Ed ancora: perché non si modifica il pacchetto delle giornate di caccia in cui il cacciatore può esercitare una forma di caccia diversa da quella prescelta in via esclusiva anticipandolo alla metà di ottobre invece del 1° novembre? Perché non si consente di esercitare la caccia da appostamento temporaneo per 5 giornate settimanali a scelta dal 1 ottobre al 30 novembre come già avviene per la caccia da appostamento fisso? Perché non si consente per una ventina di giorni la caccia alla migratoria in tutti gli ambiti regionali? Perché non si riduce o si sopprime la tassa regionale per chi ha compiuto i 65 anni?
Sono domande in attesa di risposta: ma chissà mai se qualcuno si prenderà la briga di chiarire come effettivamente stanno le cose in un comparto, quello della caccia, che meriterebbe attenzione da parte del legislatore regionale non solo quando si parla di temi che interessano un numero elevato di cacciatori e pertanto di grande impatto mediatico, ma anche quando tocca argomenti che, solo a prima vista, possono sembrare di secondo piano.
Invece si preferisce giocare allo scarica barile, invitando il ministro dell’Ambiente a modificare il decreto emesso a suo tempo dal ministro Pecoraro Scanio, ma dimenticando che dall’insediamento del nuovo Governo ad oggi non è arrivato alcun segnale in tal senso.

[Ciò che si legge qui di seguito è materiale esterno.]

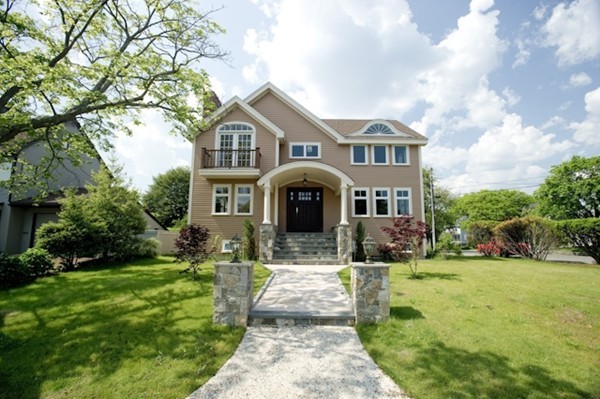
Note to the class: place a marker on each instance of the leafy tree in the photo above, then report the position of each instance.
(406, 239)
(493, 205)
(102, 222)
(191, 247)
(571, 190)
(530, 237)
(99, 63)
(167, 196)
(445, 217)
(583, 234)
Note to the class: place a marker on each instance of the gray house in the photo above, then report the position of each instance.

Che alle promesse seguano i fatti, vale anche per la più volte sollecitata modifica della legge regionale n. 27 del 28 ottobre 2004 "Tutela e valorizzazione delle superfici, del paesaggio e dell’economia forestale", che all’art. 15 stabilisce il divieto di caccia in tutte le proprietà della Regione Lombardia, siano esse boschi, prati, vivai, terreni montani, beni rustici e terreni acquisiti o pervenuti proprietà. E va aggiunto che qualche gestore ha già inoltrato la richiesta che sul territorio della sua azienda sia vietata la caccia.
Resta da dire, accogliendo anche le condivisibili sollecitazioni dell’assessore Sala, della auspicabile modifica della legge regionale sulla caccia n. 26 del 1993 e che non serve attendere la revisione della legge nazionale 157 per introdurre alcune correzioni, anche importanti, al testo regionale. Se poi fa gioco, attribuire tutte le colpe ai ritardi del Parlamento, è un’altra di quelle cose che la "casta" dovrebbe evitare per rispetto ai cittadini cacciatori lombardi stanchi di ascoltare motivazioni che hanno il senso delle strumentalizzazioni politiche ed elettorali. (pio)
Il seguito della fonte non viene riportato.